Perrigo will host a conference call to discuss fiscal 2009 fourth quarter and full year results at 10:00 a.m. (ET) on Tuesday, August 18. The conference call will be available live via webcast to interested parties on the Perrigo website http://www.perrigo.com or by phone 877-248-9413, International 973-582-2737 and reference ID# 20224149. A taped replay of the call will be available beginning at approximately 2:00 p.m. (ET) Tuesday, August 18, until midnight Tuesday, August 25, 2009. To listen to the replay, call 800-642-1687, International 706-645-9291, access code 20224149.

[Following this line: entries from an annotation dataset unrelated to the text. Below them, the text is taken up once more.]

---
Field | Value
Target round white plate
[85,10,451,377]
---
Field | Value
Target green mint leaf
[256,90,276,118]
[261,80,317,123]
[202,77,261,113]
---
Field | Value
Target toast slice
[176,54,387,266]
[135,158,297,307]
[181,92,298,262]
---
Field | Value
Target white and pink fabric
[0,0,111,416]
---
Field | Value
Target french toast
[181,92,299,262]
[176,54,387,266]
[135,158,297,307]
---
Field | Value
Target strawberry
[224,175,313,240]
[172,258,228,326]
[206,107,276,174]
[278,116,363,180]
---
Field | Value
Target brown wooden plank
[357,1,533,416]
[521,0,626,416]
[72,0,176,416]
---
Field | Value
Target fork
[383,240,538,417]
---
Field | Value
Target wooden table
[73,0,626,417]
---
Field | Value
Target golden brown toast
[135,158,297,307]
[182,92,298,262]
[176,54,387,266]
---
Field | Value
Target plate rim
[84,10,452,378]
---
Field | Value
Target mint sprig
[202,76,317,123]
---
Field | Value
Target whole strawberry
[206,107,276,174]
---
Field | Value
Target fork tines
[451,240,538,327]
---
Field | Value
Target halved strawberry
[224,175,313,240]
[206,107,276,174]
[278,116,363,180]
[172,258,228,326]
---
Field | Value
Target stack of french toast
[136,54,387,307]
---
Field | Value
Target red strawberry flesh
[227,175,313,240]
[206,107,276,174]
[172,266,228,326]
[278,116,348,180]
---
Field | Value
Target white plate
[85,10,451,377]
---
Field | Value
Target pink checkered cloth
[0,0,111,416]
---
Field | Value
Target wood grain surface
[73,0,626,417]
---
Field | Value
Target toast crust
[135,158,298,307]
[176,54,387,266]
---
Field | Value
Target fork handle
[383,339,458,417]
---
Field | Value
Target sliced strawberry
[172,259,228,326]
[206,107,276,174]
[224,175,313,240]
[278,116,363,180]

Perrigo Company is a leading global healthcare supplier that develops, manufactures and distributes OTC and generic prescription pharmaceuticals, nutritional products, active pharmaceutical ingredients (API) and pharmaceutical and medical diagnostic products. The Company is the world's largest manufacturer of OTC pharmaceutical products for the store brand market. The Company's primary markets and locations of manufacturing and logistics operations are the United States, Israel, Mexico and the United Kingdom. Visit Perrigo on the Internet (http://www.perrigo.com).
Note: Certain statements in this press release are forward-looking statements within the meaning of Section 21E of the Securities Exchange Act of 1934, as amended, and are subject to the safe harbor created thereby. These statements relate to future events or the Company's future financial performance and involve known and unknown risks, uncertainties and other factors that may cause the actual results, levels of activity, performance or achievements of the Company or its industry to be materially different from those expressed or implied by any forward-looking statements. In some cases, forward-looking statements can be identified by terminology such as "may," "will," "could," "would," "should," "expect," "plan," "anticipate," "intend," "believe," "estimate," "predict," "potential" or other comparable terminology. The Company has based these forward-looking statements on its current expectations, assumptions, estimates and projections. While the Company believes these expectations, assumptions, estimates and projections are reasonable, such forward-looking statements are only predictions and involve known and unknown risks and uncertainties, many of which are beyond the Company's control. These and other important factors, including those discussed under "Risk Factors" in the Company's Form 10-K for the year ended June 27, 2009, as well as the Company's subsequent filings with the Securities and Exchange Commission, may cause actual results, performance or achievements to differ materially from those expressed or implied by these forward-looking statements. The forward-looking statements in this press release are made only as of the date hereof, and unless otherwise required by applicable securities laws, the Company disclaims any intention or obligation to update or revise any forward-looking statements, whether as a result of new information, future events or otherwise.